Strengthening arm techniques
Many times, I have heard karate instructors use the phrase “total body connection,” or some variation of it. “Put your hip into it” and “push from your stomach” as well. The basic idea behind much of this is to maximize the transfer of power/effort/energy/momentum from the legs into the arms as we punch or strike (or block, for that matter). By strengthening the midsection, we can better “connect” the upper-body to the lower-body. Imagine trying to use a hammer that had a very flexible handle. No matter how strongly you swing it and how strong the hammer’s head is, its affect would be greatly reduced due to the wobbling of the handle.
Strengthening leg techniques
The muscles of the lower part of the midsection in particular (those that are most directly connected to the leg/hip/glut muscles) help to drive the kicking leg up and into the target.
The muscles of the midsection, particularly the lower part, also help keep the upper body upright and controlled during kicks, which helps us to be ready for the techniques and movements to follow. Posture in general can benefit from development of this “core” muscle group.
Ability to withstand blows to that area
This should go without saying. Developed muscles help to reduce damage when attacked.
Points worth considering when doing exercises for the midsection:
• The muscles of the lower back should be worked out; not just those of the abdominal area in front.
• Don’t forget the sides of the midsection as well.

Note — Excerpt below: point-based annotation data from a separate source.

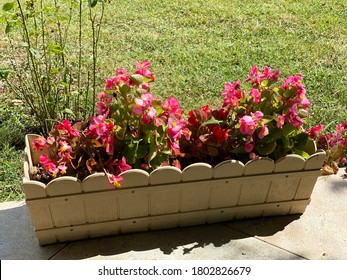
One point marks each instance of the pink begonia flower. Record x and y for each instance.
(62, 167)
(115, 180)
(108, 144)
(258, 116)
(66, 128)
(248, 147)
(294, 116)
(97, 125)
(147, 99)
(64, 147)
(232, 94)
(174, 148)
(256, 95)
(175, 129)
(220, 134)
(263, 132)
(280, 121)
(315, 130)
(138, 108)
(247, 125)
(48, 165)
(151, 112)
(39, 143)
(157, 122)
(172, 107)
(122, 165)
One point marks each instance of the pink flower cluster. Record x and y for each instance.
(134, 129)
(131, 128)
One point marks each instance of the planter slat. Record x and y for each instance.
(259, 166)
(165, 175)
(96, 182)
(227, 169)
(210, 216)
(289, 163)
(315, 161)
(63, 186)
(68, 209)
(197, 172)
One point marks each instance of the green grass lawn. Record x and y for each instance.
(197, 46)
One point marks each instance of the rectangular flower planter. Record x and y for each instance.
(67, 209)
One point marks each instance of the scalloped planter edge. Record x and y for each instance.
(67, 209)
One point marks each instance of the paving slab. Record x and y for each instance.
(320, 233)
(17, 239)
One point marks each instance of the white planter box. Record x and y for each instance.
(68, 209)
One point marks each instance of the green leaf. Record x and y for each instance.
(137, 79)
(301, 141)
(274, 134)
(152, 153)
(211, 121)
(68, 111)
(8, 28)
(288, 130)
(130, 151)
(300, 153)
(8, 6)
(265, 149)
(124, 89)
(92, 3)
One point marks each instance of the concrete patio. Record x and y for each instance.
(318, 234)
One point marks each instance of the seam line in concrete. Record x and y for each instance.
(229, 226)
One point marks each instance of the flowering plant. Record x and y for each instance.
(265, 120)
(334, 143)
(134, 129)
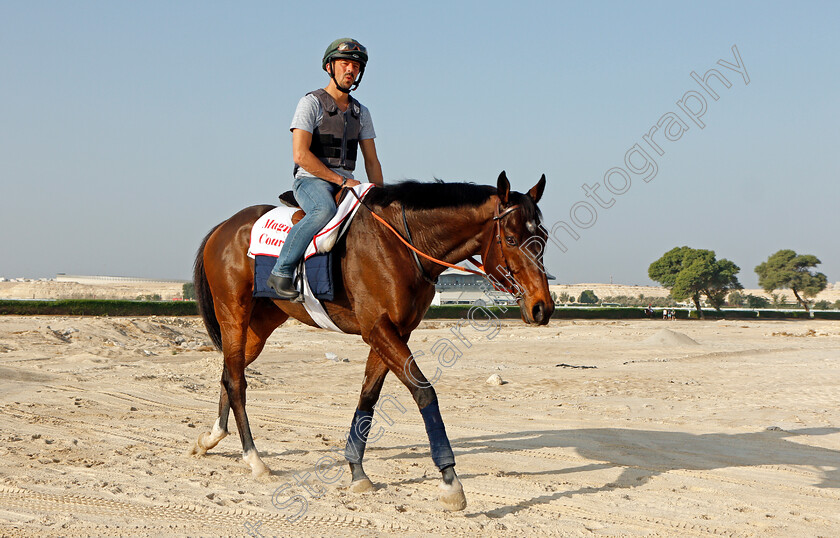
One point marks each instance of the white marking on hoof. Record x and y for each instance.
(452, 496)
(208, 440)
(258, 468)
(361, 485)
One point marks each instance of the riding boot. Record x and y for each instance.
(282, 286)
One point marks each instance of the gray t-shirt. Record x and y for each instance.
(308, 116)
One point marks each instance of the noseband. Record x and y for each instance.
(498, 215)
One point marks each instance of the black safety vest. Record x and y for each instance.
(336, 140)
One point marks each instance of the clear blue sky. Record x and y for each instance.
(129, 129)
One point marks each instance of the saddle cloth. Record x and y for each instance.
(270, 231)
(267, 238)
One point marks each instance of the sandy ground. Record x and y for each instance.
(602, 428)
(51, 289)
(168, 291)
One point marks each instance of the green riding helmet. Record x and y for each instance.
(346, 49)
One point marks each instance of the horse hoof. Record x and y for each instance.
(259, 469)
(201, 447)
(361, 485)
(452, 496)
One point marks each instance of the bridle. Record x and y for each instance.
(498, 215)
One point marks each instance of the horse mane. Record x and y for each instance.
(413, 194)
(418, 195)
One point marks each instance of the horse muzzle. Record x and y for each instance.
(537, 313)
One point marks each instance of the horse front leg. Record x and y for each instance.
(208, 440)
(385, 340)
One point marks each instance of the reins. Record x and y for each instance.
(482, 272)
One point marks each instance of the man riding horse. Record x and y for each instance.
(327, 129)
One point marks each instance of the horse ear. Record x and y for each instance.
(503, 187)
(536, 191)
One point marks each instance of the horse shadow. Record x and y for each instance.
(645, 454)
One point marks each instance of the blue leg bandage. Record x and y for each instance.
(438, 441)
(354, 451)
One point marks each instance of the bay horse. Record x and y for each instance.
(383, 296)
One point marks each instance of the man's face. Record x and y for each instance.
(346, 72)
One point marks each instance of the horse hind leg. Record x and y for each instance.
(208, 440)
(265, 317)
(375, 372)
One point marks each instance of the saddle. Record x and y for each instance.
(288, 200)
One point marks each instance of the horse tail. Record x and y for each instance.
(204, 297)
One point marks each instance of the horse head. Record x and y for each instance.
(514, 253)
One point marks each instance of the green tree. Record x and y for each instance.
(786, 269)
(736, 298)
(692, 273)
(755, 301)
(189, 291)
(588, 297)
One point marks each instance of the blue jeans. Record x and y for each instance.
(317, 198)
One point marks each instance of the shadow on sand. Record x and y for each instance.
(644, 454)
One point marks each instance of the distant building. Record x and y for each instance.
(100, 279)
(458, 287)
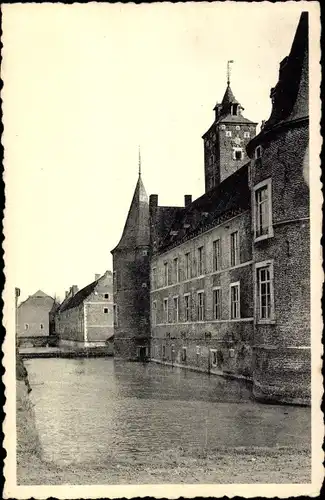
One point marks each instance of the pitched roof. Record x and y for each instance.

• The lower abdominals are harder to work out, tire more quickly and are actually more important for many karate movements. So starting with some type of leg-lift exercises, then working your way up toward crunches is probably a good idea. Doing crunches to work out the upper abs is relatively easy, somewhat superficial and should be saved for last.
• Many of these exercises are very easy to do while watching TV.
• Breathe properly during the exercise. Many people reduce the effectiveness of a given exercise and/or tire more quickly because they hold their breath during each repetition. (see article on breathing for related points)
Working out the core/midsection has various benefits. Why wouldn’t you spend some extra time on it?